Agents need to know what a tool does to the world before calling it. Descriptions should go beyond structured annotations to explain consequences.

Conciseness5/5

Is the description appropriately sized, front-loaded, and free of redundancy?

The description is maximally concise - a single 6-word phrase that captures the essence. There's no wasted language, repetition, or unnecessary elaboration. It's appropriately sized for a straightforward validation tool.

Shorter descriptions cost fewer tokens and are easier for agents to parse. Every sentence should earn its place.

Completeness2/5

Given the tool's complexity, does the description cover enough for an agent to succeed on first attempt?
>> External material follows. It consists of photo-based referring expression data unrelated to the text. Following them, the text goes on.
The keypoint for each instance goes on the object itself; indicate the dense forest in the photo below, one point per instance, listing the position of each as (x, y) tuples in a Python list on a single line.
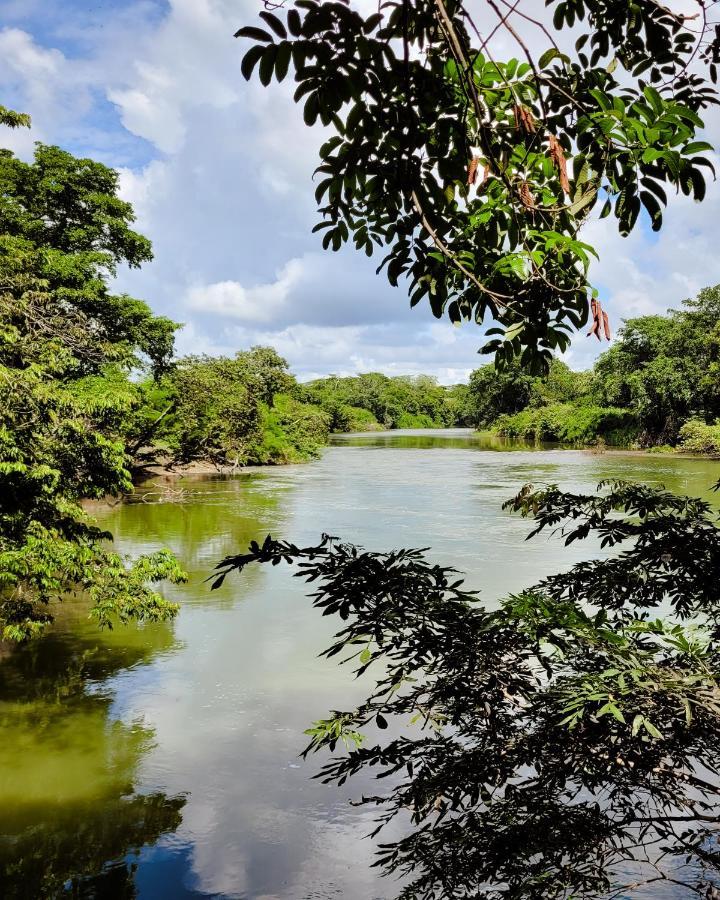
[(657, 386)]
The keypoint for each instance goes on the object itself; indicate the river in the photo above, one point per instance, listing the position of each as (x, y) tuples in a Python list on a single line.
[(162, 761)]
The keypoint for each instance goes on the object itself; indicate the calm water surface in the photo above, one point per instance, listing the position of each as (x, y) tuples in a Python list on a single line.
[(162, 762)]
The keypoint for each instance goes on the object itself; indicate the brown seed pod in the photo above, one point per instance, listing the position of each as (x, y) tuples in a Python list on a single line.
[(524, 119), (557, 155), (526, 196), (595, 311), (606, 325), (472, 170)]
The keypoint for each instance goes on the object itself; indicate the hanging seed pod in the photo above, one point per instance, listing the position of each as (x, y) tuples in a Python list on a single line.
[(472, 170), (606, 325), (595, 317), (526, 197), (557, 155), (524, 120)]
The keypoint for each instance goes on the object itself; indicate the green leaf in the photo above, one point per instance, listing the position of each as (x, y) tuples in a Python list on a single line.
[(274, 23), (255, 34)]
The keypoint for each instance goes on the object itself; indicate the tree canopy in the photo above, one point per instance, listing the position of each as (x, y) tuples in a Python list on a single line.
[(67, 344), (560, 744), (475, 174)]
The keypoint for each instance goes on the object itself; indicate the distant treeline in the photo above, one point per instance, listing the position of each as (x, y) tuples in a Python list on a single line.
[(657, 385)]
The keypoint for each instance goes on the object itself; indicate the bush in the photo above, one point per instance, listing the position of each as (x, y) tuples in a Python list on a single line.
[(291, 432), (416, 420), (569, 424), (697, 436)]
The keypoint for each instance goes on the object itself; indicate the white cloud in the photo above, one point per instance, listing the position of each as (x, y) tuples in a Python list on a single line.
[(220, 175), (262, 303)]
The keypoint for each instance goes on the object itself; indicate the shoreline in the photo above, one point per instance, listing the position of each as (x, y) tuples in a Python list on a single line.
[(204, 468)]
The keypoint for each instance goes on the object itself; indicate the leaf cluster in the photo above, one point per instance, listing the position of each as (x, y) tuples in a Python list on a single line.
[(548, 745), (475, 175)]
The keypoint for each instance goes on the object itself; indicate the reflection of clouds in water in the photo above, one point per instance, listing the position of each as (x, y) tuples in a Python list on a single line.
[(229, 706)]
Given the tool's purpose (validation), lack of annotations, and no output schema, the description is insufficiently complete. It doesn't explain what constitutes valid input, what validation checks are performed, what the output looks like, or error conditions. For a tool that presumably returns validation results, the description leaves too much undefined.

Complex tools with many parameters or behaviors need more documentation. Simple tools need less. This dimension scales expectations accordingly.

Parameters3/5

Does the description clarify parameter syntax, constraints, interactions, or defaults beyond what the schema provides?

Schema description coverage is 100%, so the schema already documents all three parameters. The description adds no parameter-specific information beyond what's in the schema. It mentions 'variant identifiers and genomic coordinates' which aligns with the parameters, but provides no additional syntax, format requirements, or usage patterns. Baseline 3 is appropriate when the schema does the heavy lifting.

Input schemas describe structure but not intent. Descriptions should explain non-obvious parameter relationships and valid value ranges.

Purpose4/5

Does the description clearly state what the tool does and how it differs from similar tools?

The description clearly states the tool's purpose: 'Validate variant identifiers and genomic coordinates' - a specific verb ('validate') applied to specific resources ('variant identifiers and genomic coordinates'). It distinguishes from sibling 'validate_gene_id' by focusing on variants rather than genes. However, it doesn't specify what validation entails (format checking, existence verification, etc.), keeping it from a perfect 5.

Agents choose between tools based on descriptions. A clear purpose with a specific verb and resource helps agents select the right tool.

Usage Guidelines2/5

Does the description explain when to use this tool, when not to, or what alternatives exist?

The description provides no guidance on when to use this tool versus alternatives. There's no mention of prerequisites, when validation is needed, or how it relates to sibling tools like 'get_variants' or 'convert_coordinates'. The agent must infer usage from the name alone.

Agents often have multiple tools that could apply. Explicit usage guidance like "use X instead of Y when Z" prevents misuse.